Interpretation of net zero commitments and realistic pathways to achieve net zero
- Where targets are challenged, Courts will closely examine internal processes and context for target-setting, as well as the relevance of international and domestic regulatory frameworks and policies, such as the Paris Agreement, disclosure frameworks, and applicable Australian Government policy. In this case, that examination extended to employee communications and decisions made in formulating the Targets, Santos’ existing blue hydrogen and CCS operations, and the Australian Government’s focus on investing in the transition to hydrogen at the time Santos made the representations.
- The Courts are likely to find that, in comparable circumstances, reasonable investors understand some of the operational, market and regulatory uncertainties associated with setting climate-related targets, and are therefore more likely to understand that statements about roadmaps or plans that are framed in contingent and uncertain language are not rigid steps or the only possible pathways.
- The Court also recognised the role of offsets in the energy transition, rejecting ACCR’s position that offsetting actual emissions with an ‘avoidance’ offset necessarily means emissions are still being released, which is inconsistent with a net zero world.
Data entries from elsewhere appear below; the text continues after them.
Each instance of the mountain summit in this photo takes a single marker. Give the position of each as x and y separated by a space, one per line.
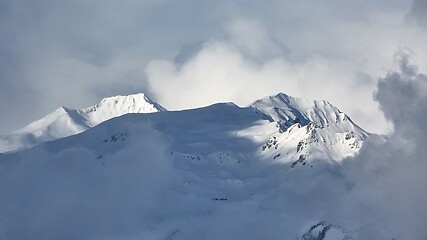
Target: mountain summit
65 122
183 174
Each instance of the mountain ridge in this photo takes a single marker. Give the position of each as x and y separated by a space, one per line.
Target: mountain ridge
65 121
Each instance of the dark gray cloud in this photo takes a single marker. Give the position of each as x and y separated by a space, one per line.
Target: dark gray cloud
390 176
74 53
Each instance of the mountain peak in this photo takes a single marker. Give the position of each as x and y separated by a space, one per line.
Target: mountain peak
65 121
119 105
287 110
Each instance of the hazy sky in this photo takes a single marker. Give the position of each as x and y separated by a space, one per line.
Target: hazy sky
194 53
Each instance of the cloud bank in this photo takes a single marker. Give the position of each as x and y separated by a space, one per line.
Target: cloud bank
52 52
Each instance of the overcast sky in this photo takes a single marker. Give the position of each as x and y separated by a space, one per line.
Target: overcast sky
194 53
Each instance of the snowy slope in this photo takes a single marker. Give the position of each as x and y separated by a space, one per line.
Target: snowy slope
309 129
65 121
219 172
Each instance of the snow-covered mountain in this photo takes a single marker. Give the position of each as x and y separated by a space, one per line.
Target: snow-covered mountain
64 121
309 129
218 172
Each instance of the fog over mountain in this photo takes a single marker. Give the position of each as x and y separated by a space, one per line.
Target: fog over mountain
218 120
193 54
228 172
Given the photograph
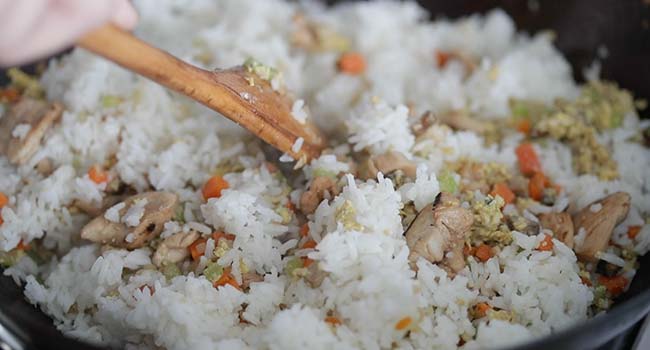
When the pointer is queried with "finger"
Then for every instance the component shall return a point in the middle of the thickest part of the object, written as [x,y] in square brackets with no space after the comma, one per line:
[62,24]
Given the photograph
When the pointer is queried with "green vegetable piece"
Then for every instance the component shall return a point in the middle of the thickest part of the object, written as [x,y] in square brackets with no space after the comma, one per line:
[447,182]
[261,70]
[170,271]
[292,266]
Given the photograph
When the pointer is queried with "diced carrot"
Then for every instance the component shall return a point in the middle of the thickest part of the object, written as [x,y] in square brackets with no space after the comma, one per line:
[97,174]
[615,285]
[334,321]
[9,95]
[633,231]
[503,191]
[352,63]
[304,230]
[216,236]
[306,261]
[310,244]
[481,309]
[483,252]
[197,248]
[546,244]
[536,186]
[403,323]
[528,162]
[523,126]
[214,186]
[442,58]
[226,278]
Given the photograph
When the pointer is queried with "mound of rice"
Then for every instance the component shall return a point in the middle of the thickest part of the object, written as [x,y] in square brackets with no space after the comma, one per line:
[157,140]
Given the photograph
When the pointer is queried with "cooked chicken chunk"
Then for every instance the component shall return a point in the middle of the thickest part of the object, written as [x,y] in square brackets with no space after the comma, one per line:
[561,224]
[598,219]
[439,232]
[159,209]
[320,188]
[35,117]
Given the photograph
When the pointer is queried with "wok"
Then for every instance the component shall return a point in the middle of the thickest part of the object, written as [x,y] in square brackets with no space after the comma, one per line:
[582,26]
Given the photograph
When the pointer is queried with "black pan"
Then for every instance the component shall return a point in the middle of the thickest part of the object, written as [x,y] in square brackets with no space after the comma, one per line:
[623,26]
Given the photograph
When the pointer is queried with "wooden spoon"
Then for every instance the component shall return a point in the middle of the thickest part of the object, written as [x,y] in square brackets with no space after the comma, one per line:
[257,107]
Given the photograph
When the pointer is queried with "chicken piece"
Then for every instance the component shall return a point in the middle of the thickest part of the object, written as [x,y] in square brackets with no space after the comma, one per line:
[96,209]
[45,167]
[35,115]
[599,224]
[386,164]
[320,187]
[250,277]
[173,249]
[439,232]
[315,275]
[561,224]
[158,210]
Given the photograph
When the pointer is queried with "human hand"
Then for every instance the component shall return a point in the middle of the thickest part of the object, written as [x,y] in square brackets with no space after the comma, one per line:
[33,29]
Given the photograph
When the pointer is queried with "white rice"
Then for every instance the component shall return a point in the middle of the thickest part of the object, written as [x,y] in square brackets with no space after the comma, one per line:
[20,131]
[298,111]
[134,213]
[113,213]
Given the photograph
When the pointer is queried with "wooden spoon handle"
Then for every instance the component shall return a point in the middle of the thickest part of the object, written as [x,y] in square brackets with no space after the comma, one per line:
[134,54]
[266,115]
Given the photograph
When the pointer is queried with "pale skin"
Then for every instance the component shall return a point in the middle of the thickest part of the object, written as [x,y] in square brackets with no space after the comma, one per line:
[34,29]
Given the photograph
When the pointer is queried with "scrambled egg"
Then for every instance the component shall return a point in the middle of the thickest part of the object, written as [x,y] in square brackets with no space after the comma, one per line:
[488,219]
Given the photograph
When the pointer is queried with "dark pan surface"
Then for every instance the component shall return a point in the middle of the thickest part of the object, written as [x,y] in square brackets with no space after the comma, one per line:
[623,26]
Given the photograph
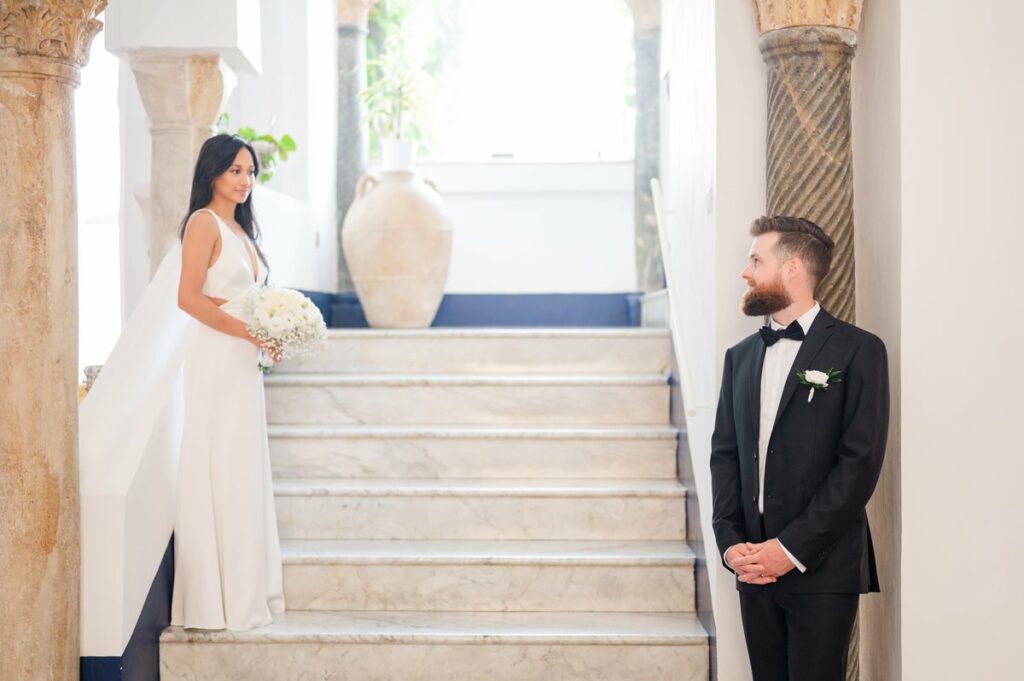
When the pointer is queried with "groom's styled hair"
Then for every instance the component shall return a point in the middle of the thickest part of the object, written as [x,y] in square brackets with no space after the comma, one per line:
[799,238]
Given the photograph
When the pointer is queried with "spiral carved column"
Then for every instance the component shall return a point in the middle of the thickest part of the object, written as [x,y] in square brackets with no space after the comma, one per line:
[810,159]
[43,44]
[808,46]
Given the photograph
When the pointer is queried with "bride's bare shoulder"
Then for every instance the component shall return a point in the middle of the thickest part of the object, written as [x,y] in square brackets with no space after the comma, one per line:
[202,226]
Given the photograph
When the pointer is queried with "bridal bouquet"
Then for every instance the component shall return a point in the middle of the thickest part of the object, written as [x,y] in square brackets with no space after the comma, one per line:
[287,322]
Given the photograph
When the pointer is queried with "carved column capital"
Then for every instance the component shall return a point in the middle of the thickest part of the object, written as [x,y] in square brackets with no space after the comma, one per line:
[182,94]
[773,14]
[354,11]
[48,37]
[646,14]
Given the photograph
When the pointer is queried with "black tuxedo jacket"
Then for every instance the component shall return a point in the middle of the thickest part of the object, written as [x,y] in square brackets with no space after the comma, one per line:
[823,458]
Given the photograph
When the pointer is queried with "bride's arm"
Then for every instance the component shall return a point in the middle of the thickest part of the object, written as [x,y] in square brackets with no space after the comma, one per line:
[197,251]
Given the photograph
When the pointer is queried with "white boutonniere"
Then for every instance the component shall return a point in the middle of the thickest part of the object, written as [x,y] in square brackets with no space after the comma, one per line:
[818,380]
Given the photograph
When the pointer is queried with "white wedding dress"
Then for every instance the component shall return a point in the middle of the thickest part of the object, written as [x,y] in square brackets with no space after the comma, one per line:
[227,569]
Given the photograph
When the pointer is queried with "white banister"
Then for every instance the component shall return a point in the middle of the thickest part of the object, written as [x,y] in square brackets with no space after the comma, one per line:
[691,400]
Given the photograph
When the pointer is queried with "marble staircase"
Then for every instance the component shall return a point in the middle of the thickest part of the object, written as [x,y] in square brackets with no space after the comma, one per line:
[472,504]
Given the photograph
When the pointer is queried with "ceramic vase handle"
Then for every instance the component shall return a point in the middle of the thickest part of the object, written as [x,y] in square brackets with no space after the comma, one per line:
[361,188]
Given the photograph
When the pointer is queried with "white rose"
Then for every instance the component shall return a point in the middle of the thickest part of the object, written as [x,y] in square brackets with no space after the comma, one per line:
[817,378]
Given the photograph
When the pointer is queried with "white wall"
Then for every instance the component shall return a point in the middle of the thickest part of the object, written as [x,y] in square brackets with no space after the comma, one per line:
[297,91]
[877,241]
[525,227]
[963,236]
[713,178]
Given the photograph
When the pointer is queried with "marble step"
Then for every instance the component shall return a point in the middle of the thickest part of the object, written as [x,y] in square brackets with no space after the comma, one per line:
[491,351]
[522,400]
[443,646]
[579,509]
[462,452]
[613,577]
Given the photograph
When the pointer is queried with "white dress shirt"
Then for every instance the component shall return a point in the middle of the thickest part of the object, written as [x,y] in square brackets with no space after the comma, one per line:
[777,365]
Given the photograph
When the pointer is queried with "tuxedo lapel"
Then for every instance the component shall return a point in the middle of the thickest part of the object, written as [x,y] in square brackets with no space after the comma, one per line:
[820,330]
[754,387]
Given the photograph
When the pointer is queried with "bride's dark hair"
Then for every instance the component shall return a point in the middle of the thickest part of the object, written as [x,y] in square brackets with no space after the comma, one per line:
[215,157]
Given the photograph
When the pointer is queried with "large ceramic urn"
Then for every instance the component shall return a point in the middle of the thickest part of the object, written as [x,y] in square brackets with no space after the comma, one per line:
[397,240]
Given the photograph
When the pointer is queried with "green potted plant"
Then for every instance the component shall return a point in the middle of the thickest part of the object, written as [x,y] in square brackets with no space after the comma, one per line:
[391,99]
[268,149]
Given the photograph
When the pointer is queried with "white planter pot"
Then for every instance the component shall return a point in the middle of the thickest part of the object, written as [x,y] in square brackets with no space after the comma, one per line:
[397,155]
[397,241]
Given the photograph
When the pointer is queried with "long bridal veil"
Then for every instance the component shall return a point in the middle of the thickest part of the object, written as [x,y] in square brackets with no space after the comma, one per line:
[119,414]
[130,425]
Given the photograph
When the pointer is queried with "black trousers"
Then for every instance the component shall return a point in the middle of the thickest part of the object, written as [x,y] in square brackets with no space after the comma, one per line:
[798,637]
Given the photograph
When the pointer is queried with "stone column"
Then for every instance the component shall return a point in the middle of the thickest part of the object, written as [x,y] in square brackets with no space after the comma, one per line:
[647,46]
[809,48]
[182,95]
[43,44]
[352,138]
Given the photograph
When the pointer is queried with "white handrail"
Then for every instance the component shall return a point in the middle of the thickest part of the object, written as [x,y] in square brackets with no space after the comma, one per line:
[690,402]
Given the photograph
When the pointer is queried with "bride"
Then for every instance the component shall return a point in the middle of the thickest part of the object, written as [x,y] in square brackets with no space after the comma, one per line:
[227,569]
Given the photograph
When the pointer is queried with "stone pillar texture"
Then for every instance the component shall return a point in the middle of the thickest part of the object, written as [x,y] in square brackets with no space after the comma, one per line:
[808,47]
[646,162]
[810,151]
[182,94]
[352,142]
[43,44]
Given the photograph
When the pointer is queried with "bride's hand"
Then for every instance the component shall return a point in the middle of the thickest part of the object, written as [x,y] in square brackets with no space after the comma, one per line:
[271,352]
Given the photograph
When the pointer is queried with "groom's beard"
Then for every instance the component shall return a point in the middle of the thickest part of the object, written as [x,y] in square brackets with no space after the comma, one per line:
[765,299]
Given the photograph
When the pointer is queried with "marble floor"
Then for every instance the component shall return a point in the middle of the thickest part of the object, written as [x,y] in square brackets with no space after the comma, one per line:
[472,504]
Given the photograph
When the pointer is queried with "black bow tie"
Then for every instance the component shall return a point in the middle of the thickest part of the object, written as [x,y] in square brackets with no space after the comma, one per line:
[771,336]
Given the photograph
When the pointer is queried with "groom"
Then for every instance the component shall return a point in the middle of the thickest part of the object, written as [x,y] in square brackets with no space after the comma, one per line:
[795,458]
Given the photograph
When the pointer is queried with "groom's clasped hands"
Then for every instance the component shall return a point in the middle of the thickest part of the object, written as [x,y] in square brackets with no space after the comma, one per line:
[759,563]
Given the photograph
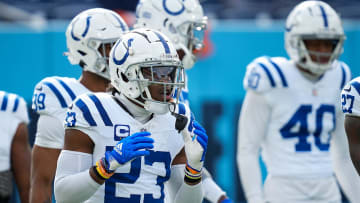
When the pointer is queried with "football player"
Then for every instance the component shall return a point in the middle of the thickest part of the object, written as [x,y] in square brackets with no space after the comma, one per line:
[14,146]
[351,108]
[184,23]
[89,38]
[291,113]
[125,144]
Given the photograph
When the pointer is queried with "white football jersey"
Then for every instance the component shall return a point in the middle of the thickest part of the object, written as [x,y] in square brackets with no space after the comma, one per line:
[302,117]
[106,122]
[350,98]
[13,111]
[52,96]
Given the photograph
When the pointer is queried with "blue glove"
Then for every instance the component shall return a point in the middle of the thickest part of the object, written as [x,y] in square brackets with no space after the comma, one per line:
[227,201]
[128,149]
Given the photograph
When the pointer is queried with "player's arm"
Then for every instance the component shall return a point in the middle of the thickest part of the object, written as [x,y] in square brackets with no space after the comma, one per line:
[343,167]
[45,153]
[352,127]
[74,181]
[20,161]
[251,132]
[186,186]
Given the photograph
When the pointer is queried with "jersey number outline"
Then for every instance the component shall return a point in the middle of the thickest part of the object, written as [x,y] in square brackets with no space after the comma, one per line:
[134,174]
[300,116]
[345,97]
[39,101]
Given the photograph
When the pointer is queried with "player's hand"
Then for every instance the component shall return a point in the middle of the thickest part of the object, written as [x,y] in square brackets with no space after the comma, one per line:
[194,136]
[128,149]
[227,200]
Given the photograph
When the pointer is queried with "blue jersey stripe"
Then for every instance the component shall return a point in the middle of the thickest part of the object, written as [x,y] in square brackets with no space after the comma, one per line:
[57,94]
[101,110]
[272,82]
[343,77]
[4,102]
[356,85]
[67,88]
[323,13]
[185,95]
[283,80]
[16,104]
[86,112]
[182,109]
[165,44]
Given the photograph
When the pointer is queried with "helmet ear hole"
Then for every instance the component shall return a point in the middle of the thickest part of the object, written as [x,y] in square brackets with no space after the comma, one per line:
[124,78]
[81,53]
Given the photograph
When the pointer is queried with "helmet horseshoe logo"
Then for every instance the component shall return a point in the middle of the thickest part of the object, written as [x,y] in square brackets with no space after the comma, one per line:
[85,31]
[121,61]
[174,13]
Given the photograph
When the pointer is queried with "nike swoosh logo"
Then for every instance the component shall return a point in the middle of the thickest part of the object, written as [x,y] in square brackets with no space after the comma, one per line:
[348,89]
[288,29]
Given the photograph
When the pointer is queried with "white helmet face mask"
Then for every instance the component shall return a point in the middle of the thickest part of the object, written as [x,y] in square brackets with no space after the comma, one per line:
[145,67]
[309,21]
[182,21]
[90,36]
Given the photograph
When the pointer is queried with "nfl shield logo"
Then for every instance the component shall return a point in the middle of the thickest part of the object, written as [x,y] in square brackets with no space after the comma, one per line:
[121,131]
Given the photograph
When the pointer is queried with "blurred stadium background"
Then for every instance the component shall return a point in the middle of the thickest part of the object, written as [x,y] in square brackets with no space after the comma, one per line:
[32,42]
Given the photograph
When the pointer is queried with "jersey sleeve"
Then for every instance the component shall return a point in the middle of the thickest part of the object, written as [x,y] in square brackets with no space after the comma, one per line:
[263,74]
[80,115]
[50,132]
[50,97]
[21,111]
[350,98]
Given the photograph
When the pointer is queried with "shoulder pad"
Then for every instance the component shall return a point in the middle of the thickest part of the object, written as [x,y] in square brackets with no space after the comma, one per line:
[14,104]
[88,111]
[265,73]
[345,73]
[52,94]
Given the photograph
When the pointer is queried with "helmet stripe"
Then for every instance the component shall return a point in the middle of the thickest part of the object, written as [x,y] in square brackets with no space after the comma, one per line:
[174,13]
[324,16]
[121,61]
[84,33]
[16,104]
[163,41]
[4,102]
[121,24]
[87,26]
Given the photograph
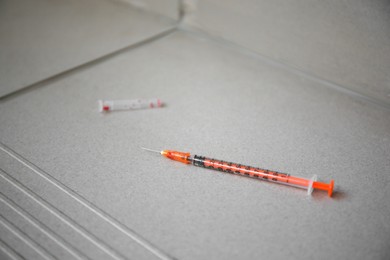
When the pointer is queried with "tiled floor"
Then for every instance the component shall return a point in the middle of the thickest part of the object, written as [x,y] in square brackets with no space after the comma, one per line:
[75,184]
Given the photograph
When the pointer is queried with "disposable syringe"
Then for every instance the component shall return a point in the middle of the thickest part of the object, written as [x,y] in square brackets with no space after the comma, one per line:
[248,171]
[128,104]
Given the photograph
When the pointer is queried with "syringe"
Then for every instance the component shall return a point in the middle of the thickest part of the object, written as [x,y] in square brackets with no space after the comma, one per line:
[248,171]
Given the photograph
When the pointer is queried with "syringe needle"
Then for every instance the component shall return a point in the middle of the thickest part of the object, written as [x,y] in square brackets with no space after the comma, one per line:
[150,150]
[248,171]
Rather, the Court accepted expert evidence that offsets have a ‘key role’ to play in the transition to net zero and that Santos’ reliance on offsets to achieve the Targets was based on reasonable grounds.
Implications for the mandatory sustainability reporting regime
- Companies that have spent significant time and effort developing long-term emissions reduction and climate-related targets can be comforted by the fact that cost and market uncertainty were not enough to successfully challenge these targets in this case. In particular, this case found:
- appropriately disclosed future-facing net zero roadmaps would not be expected to be rigid and would be seen as adaptable;
- the mere fact that solutions or emerging technologies required to achieve targets are costly was not a reason to conclude there were no reasonable grounds, in circumstances where Santos continued to investigate and consider how it could address the relevant technical and commercial challenges; and
- the fact there was no methodology for obtaining Australian carbon credit units (ACCUs) from supplying blue hydrogen was not a showstopper – it was reasonable for Santos to consider that a methodology would be developed by its target deadline of 2040, having regard to analogous developments and Government policy at the time.
Implications for strategic climate litigation
- The judgment is the latest of several unsuccessful strategic climate litigation cases. The Court’s decision that ACCR pay Santos’ costs (on a party-party basis at this stage) may reduce plaintiff’s appetite, especially following Santos’ successful application to be awarded indemnity costs against the Environmental Defenders’ Office in relation to the Munkara v Santos NA Barossa Pty Ltd.
- Nevertheless, this case may have achieved its intended purpose by focusing public attention on corporate climate change disclosures. ACCR brought its claim in 2021, years before there was clear regulatory guidance on greenwashing in Australia, and which inevitably informed market practice on how to avoid it.
- Given the continued focus on greenwashing by climate stakeholder organisations, class action plaintiffs and regulators, legal challenges to greenwashing will continue – particularly where it is suspected that companies do not have reasonable grounds for making representations.